Which is giving me results

16616 16283 16279 16198 16175 16035 15073 14049 4922

But how can I output the same result line by line, like:

16616 
16283 
16279 
16198 
16175 
16035 
15073 
14049 
4922
1
  • 12
    Why? Note that command substitution or xargs will split as happily on space as it will on newline. Commented Mar 31, 2015 at 13:02

6 Answers 6

15

You could parse the output with sed, as suggested by @Sobrique, or with tr:

pidof avconv | tr ' ' '\n'

Another approach would be to use pgrep instead:

$ pgrep avconv16616 
16283 
16279 
16198 
16175 
16035 
15073 
14049 
0
8

You can just get it that way in the first place...

ps -C avconv -o pid=
0
5

You can always use sed to insert some linefeeds

pidof avconv | sed 's/ /\n/g'

although perhaps a bigger question is - why do you need them on separate lines? It may be that there's a more appropriate answer.

6
  • I do pidof avconv | tr ' ' '\n'
    – wurtel
    Commented Mar 31, 2015 at 12:58
  • I think it's 6 of one, a half dozen of the other when it's single character swaps.
    – Sobrique
    Commented Mar 31, 2015 at 12:59
  • 2
    Strictly speaking, tr should be a little bit faster since it's working at the character level and not parsing regular expressions. For example, on a 9MB file, sed took 55 seconds while tr took 19.
    – terdon
    Commented Mar 31, 2015 at 13:05
  • Oh I won't argue with larger data sets the efficiency matters. For smaller, I'd say familiarity is what matters.
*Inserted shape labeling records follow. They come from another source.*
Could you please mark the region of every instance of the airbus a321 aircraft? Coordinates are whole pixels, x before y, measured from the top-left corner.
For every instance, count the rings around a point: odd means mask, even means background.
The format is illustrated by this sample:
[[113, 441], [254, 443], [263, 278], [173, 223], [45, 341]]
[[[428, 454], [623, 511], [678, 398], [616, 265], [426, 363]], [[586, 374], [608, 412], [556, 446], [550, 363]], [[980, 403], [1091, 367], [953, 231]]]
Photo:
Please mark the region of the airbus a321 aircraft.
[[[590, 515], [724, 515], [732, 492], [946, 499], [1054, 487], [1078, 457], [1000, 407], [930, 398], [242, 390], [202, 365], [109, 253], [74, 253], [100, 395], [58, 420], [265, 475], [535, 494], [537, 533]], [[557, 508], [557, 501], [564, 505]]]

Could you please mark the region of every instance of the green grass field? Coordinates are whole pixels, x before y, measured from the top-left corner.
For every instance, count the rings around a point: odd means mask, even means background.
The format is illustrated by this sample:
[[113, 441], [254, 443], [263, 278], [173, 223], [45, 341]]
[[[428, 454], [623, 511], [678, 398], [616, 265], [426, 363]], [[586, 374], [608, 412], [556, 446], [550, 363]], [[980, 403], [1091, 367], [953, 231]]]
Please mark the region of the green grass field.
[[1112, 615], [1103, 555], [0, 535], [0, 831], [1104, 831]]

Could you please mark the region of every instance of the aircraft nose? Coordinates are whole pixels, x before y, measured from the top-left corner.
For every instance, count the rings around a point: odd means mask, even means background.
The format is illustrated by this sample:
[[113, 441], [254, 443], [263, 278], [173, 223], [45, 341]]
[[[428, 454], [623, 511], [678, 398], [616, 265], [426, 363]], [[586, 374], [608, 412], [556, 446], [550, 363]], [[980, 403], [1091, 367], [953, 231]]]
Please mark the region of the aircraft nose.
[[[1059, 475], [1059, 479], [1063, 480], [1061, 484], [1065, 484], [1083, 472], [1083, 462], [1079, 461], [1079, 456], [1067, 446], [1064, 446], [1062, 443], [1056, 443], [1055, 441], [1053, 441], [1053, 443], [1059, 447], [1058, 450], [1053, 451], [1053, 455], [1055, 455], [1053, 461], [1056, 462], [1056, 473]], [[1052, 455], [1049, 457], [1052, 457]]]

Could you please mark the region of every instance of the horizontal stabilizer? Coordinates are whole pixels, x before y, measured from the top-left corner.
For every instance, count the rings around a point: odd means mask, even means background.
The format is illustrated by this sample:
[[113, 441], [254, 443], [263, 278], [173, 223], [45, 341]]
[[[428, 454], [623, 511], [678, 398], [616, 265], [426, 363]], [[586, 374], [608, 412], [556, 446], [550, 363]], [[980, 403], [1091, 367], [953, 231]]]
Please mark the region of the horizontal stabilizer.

I posted the sed solution, because that's the first that came to mind :)
    – Sobrique
    Commented Mar 31, 2015 at 15:03
  • @Sobrique, thank you for the answer. Working perfectly. By the way i need the pids in separate lines, for special purpose
    – fortune
    Commented Mar 31, 2015 at 17:29
3

There are multiple ways to do it depending upon your need.

  1. If you are doing it in a shell script

    for line in $(pidof avconv)
    do
      echo $line
    done
    
  2. If you are looking for a oneliner

    pidof avconv |perl -pne 's|\s+|\n|g' 
    
2
  • Both options works perfectly and reliably... but it's a bit of an overkill :-) Commented Apr 4, 2015 at 11:49
  • @FranklinPiat you are correct. :)
    – fortune
    Commented Apr 4, 2015 at 17:40
3

If you're using pidof on a Linux system, it may be possible to tell the utility to use a newline as the delimiter instead of space using its -d option:

pidof -d $'\n' /usr/sbin/apache2
-1

Try this as well

ps ax | grep "program name, or part of it"

You will get the right answer, but also a meaningless entry like:

11424 pts/3    S+     0:00 grep --color=auto something

Using awk to show only PID's:

ps ax | grep "program name, or part of it"| awk '{print $1}'

That will give you the PID's, but also the PID of the meaningles entry. This entry is usually the last, so just leave it out.

2
  • Grepping ps is very unreliable, as you may grep on unxpected fields (substring match of program name, file path, process status, tty...). ps -C avconv would be a better option here. Commented Apr 4, 2015 at 11:43
  • True. It takes the paths into account on some occasions. Well it can do the job under most circuimatances.